Scenic landscape with a calm river in the foreground, rolling green hills under a blue sky with fluffy clouds. Peaceful and idyllic setting.
Welsh Coast

A gin produced by a tiny distillery in the Dyfi Valley in Mid Wales, Native and Rock Oysters farmed in the Cleddau Estuary in Pembrokeshire and Welsh Heather Honey gathered by bees from heather blossom on mountain moorland, are the latest Welsh products to be awarded coveted Protected Geographical Indicator (PGI) status.


The ‘fab four’ have bolstered the nation’s burgeoning reputation for food and drink and reinforced Wales’ reputation of continuing to punch above its weight, whilst breaking new ground.

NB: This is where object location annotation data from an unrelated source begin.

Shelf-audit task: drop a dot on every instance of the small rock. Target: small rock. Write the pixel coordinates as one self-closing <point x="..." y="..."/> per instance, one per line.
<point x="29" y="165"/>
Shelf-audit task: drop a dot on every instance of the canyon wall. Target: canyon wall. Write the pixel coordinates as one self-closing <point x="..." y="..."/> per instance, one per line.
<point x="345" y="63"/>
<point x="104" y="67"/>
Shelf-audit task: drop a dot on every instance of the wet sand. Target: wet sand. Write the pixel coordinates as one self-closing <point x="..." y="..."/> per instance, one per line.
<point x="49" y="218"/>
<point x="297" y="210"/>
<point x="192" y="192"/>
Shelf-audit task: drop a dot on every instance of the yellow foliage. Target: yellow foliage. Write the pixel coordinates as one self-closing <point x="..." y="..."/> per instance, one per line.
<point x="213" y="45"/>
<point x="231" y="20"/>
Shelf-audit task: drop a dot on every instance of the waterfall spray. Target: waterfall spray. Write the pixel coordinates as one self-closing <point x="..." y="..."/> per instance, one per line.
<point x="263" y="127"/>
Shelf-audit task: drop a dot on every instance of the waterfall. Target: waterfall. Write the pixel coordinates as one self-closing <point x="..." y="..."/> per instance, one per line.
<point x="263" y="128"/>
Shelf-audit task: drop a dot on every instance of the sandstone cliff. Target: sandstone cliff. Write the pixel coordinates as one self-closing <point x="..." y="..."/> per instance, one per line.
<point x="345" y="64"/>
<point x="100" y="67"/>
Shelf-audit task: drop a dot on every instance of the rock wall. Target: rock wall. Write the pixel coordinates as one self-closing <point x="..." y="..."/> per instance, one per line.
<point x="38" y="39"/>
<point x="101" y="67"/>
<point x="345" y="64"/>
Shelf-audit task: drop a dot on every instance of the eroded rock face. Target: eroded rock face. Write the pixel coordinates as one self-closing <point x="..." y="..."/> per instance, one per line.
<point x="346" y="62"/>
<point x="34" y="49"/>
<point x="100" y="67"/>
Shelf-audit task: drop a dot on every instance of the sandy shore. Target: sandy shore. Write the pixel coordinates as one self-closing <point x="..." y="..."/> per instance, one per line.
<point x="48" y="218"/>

For these latest awards, following celebrated Welsh achievements of the past, include two notable firsts. The Dyfi Distillery’s Dovey Native Botanical Gin is the first gin in the UK to achieve PGI status – an accomplishment emulated by Welsh Heather Honey, the first UK honey to do so.

Dyfi Distillery’s Dovey Native Botanical Gin
Dyfi Distillery’s Dovey Native Botanical Gin

These accolades show how the rich landscape and stunning geographical features of Wales continue to produce such unique and outstanding products. This, coupled with its natural beauty, the minerals that litter its soil, heavy rainfall and a long coastline, combine to make our produce so special – and PGI status reinforces and protects that precious link between food and drink and where it comes from.


Fay Francis GI consultant for Mentera Wales who helps deliver the Welsh Government GI contract says ‘Our current Welsh GI family of 24 products is a far cry from when the Welsh GI contract started in 2009 when Wales only had two products in PGI Welsh Beef and PGI Welsh Lamb.


Since 2013 the vast majority of new UK products to attain UK GI status have been Welsh. The Welsh Government Welsh GI contract helps to identify products that would meet the criteria, as well as helping producers throughout the whole application process,” Fay explains. “Producers have a lot on their plates, and appreciate that there is help on hand to guide them through what can sometimes be quite a long process’.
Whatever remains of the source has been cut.